Judgment in Daniel 7
For Adventist believers the judgment scene in Daniel 7 speaks to the pre-Advent judgment. Pay attention how George Knight speaks of the judgment in his book, The Apocalyptic Vision and the Neutering of Adventism, p. 70:
There is not the slightest doubt that Daniel 7 has a pre-Advent judgment of or for the saints. But some of us have so much baggage between our ears that it is difficult to focus our eyes on what the text actually says. We should note that the judgment in Daniel 7 has two aspects:
- It is against the little horn.
- It is for the saints. . .
The tragedy is that we made the pre-Advent judgment a fearful thing built upon a less-than-biblical understanding of sin, law, perfection, and even judgment itself. Spiritual insecurity and lack of biblical assurance was the result. “God is out to get you” was the message in the era of bony fingers. But that is not the Bible teaching of judgment. In Scripture the Judge is not against us or even neutral. The Judge is for us: God so loved the world that He gave His only Son for our salvation (John 3:16, 17). John 5:22 even tells us that “the Father judges no one, but has given all judgment to the Son.” The purpose of judgment in the Bible is not to keep people out of heaven, but to get as many in as possible.

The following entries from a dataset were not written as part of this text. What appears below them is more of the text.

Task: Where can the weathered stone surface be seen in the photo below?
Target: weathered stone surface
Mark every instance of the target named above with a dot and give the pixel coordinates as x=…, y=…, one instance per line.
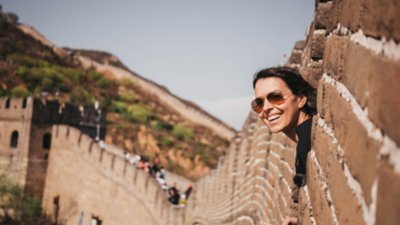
x=360, y=150
x=388, y=204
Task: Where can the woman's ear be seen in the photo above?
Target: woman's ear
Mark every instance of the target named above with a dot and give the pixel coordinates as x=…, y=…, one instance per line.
x=302, y=101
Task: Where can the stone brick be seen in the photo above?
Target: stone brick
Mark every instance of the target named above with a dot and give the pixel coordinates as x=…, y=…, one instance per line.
x=318, y=44
x=319, y=203
x=345, y=202
x=347, y=13
x=323, y=16
x=333, y=63
x=360, y=151
x=388, y=204
x=371, y=86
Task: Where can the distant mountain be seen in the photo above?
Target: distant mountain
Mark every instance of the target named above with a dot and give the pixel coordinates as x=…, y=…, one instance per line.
x=143, y=117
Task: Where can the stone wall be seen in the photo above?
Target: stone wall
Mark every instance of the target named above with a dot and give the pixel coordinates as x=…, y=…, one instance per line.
x=91, y=181
x=352, y=56
x=15, y=117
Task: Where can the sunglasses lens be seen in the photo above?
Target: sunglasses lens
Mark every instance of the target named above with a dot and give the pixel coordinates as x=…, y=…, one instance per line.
x=276, y=98
x=257, y=105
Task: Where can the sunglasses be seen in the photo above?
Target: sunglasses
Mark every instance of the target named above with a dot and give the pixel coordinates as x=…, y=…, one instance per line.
x=275, y=98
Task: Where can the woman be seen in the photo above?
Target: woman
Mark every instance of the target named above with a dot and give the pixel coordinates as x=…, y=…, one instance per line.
x=285, y=102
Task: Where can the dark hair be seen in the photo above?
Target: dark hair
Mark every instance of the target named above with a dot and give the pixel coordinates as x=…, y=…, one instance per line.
x=295, y=82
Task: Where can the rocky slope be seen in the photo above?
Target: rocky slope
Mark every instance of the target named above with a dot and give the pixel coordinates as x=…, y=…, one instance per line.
x=143, y=117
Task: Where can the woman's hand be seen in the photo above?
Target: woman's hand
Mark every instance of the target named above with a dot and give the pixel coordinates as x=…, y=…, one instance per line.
x=287, y=221
x=290, y=221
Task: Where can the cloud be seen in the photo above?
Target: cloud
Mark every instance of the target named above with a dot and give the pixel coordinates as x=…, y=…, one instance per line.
x=234, y=111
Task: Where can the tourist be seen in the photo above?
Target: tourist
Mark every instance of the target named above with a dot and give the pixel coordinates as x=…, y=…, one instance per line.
x=285, y=102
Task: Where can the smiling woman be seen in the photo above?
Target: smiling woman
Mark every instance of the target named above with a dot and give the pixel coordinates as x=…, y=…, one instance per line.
x=285, y=102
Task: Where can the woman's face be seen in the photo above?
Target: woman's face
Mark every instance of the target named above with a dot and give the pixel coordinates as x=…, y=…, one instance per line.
x=279, y=117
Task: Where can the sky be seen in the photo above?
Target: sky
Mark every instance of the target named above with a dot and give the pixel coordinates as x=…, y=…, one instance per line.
x=204, y=51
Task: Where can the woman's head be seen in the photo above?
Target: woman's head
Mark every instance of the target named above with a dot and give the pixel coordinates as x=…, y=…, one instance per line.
x=282, y=98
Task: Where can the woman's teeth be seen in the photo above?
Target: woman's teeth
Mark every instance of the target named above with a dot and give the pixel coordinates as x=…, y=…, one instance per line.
x=273, y=117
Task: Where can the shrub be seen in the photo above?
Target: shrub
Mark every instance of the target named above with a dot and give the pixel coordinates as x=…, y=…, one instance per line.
x=20, y=91
x=25, y=209
x=137, y=113
x=165, y=142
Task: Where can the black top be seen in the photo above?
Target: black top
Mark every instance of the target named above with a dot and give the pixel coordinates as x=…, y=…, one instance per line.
x=303, y=132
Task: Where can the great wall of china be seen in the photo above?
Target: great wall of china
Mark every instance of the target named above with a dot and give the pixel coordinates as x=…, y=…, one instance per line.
x=351, y=54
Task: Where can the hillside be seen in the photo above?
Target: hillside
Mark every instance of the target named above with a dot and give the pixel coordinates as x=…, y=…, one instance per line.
x=142, y=117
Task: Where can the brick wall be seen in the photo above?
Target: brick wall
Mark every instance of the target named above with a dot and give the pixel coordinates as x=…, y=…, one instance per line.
x=352, y=56
x=92, y=181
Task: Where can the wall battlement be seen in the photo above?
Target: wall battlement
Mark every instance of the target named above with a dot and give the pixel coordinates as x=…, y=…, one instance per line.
x=97, y=168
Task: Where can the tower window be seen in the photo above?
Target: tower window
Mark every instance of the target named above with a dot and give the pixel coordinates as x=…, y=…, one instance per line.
x=24, y=101
x=14, y=139
x=8, y=103
x=46, y=144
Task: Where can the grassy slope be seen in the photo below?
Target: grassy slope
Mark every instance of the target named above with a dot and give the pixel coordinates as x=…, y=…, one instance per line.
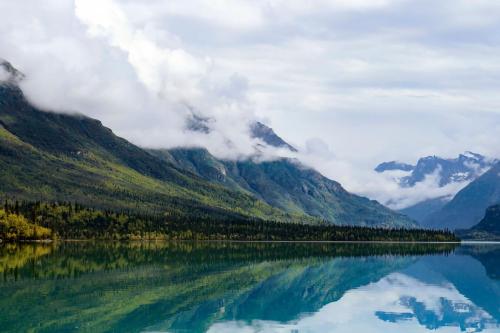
x=289, y=186
x=47, y=156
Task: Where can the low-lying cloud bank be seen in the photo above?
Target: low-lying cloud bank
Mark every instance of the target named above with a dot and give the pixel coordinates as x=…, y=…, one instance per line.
x=396, y=86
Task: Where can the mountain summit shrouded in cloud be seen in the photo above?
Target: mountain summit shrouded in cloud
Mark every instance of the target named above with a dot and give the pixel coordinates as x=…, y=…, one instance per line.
x=438, y=177
x=399, y=84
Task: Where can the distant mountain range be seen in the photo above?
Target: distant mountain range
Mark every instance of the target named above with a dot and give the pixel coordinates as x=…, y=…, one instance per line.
x=468, y=206
x=465, y=168
x=50, y=156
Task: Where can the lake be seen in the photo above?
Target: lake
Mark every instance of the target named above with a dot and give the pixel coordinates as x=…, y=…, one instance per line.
x=249, y=287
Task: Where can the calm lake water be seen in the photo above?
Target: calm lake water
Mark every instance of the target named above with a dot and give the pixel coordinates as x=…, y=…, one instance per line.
x=249, y=287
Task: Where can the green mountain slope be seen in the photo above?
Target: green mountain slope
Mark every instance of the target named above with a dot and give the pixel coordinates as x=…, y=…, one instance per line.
x=468, y=206
x=289, y=186
x=488, y=228
x=48, y=156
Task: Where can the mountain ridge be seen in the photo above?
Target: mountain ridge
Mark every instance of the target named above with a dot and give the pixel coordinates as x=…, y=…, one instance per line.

Question: How do you relate to the message of God’s judgment?
In the end, the visions and angelic interpretation left Daniel with greatly alarming thoughts and a changed outlook (Daniel 7:28). Yet, as sure as the believer is about God establishing his kingdom, there are still earthly powers ruling with arrogance, boastfulness, and blasphemy, and oppressing God’s people. Together with Daniel, we will need to wait and take a closer look into the machinations of beastly powers. As we become just as appalled and sick as Daniel was, we suffer with God’s people in order to gain insight into Heaven’s answer and solution. The visions are to be continued in Daniel 8 and 9.